Over the past couple of months, one topic has been brooding away at the back of my mind, and it’s DNFing (Did-Not-Finish) books. There have been so many awesome posts about this subject and in honesty, I’ll be echoing what’s already been said if I write a post on the Yay-or-Nay sides of the argument.
It’s taken me a while to process my thoughts, but, I’ve come to a decision that works for me. It’s not one that I’ve taken lightly, but I feel like I need to do this.
I’m going to give myself the option to DNF any book I begin reading that isn’t working for me.
Let me explain why I’ve come to this decision…
Sometimes… reading can feel like a chore
Before I blogged, I didn’t feel like I had any time-frame to read a book within. If it took me two weeks to read a book I wasn’t in love with… so what? I felt like I had all the time in the world to keep going. I’ve only DNF’d one book in my life, (a Kindle freebie), and two more that I’ve put aside that I intend to pick back up at some stage.
What’s changed? Well, blogging
I feel like I have to read ‘X’ amount of pages each day, just to get a book completed to get a review written for the blog. I want to love every one of those pages, but if I’m not connecting with the story or writing style, I force myself to keep reading. It’s something I didn’t consciously start doing, but now that I’ve realised I’m doing this, something HAS to change. Reading is a favourite hobby of mine and I don’t want to end up resenting my ‘escape’.
My reading time is limited
I only have so many hours of ‘me’ time every day, and it’s becoming harder and harder to fit both reading and blogging in with everything else I love doing. I usually get about an hour a day to read. On a good day, I can manage two. This isn’t a huge amount of time, and when I’m struggling to read a book I don’t like, I’m beginning to feel like I’m wasting those precious hours. I’ve found that writing-style is what I struggle most with. For the most part, I can continue on reading when I don’t connect with characters, but if the actual style of the book is irritating me, I have such a hard time to find the motivation to continue on.

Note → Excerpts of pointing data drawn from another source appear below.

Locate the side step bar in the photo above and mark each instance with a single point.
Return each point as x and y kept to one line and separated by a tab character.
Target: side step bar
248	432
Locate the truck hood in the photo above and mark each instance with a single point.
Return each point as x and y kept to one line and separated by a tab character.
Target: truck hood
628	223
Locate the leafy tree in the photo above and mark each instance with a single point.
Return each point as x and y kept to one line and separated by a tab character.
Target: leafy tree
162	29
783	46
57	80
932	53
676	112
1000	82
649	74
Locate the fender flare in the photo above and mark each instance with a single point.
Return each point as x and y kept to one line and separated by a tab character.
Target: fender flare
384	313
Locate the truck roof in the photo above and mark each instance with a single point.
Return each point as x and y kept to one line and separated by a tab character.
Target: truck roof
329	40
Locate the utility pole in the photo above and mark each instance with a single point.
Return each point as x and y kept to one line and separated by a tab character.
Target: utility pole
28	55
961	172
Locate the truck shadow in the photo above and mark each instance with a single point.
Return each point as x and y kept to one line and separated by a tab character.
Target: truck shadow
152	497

The grey area of ARC’s and review requests
Even the thoughts of abandoning an ARC makes me feel guilty! I’ve been very lucky so far. I might have disliked a couple of ARC’s I read, but I managed to finish the books. But, that little voice of “what if?” keeps getting stronger.
How long will this luck last?
I’m not naïve enough to think I’m going to love every ARC I read. Eventually, the day will come where I won’t be able to tolerate another word… then what? I force myself to continue on, getting angrier and angrier, every second word will bother me, I’ll want to annihilate the characters and wish I could unleash Celaena Sardothien into the book to do my bidding, and by the end I’ll be spitting fire and brimstone.
Now, while I might enjoy getting my ranty-pants on every now and then, I never enjoy hitting publish on those reviews, and I usually go back and tone it down. I WANT to love and gush over every book. This is totally unrealistic, and I feel it’s just as natural for readers to dislike a book as it is to love a book. Ultimately, this is what made me make this decision.
I feel like this decision to DNF is more a precaution, rather than something I’m going to be doing every other week.
I need to give myself the option to walk away if things become unbearable. I know I’m going to feel guilty about it, but if I’m curious about the story in the future, I can always come back and give it another shot.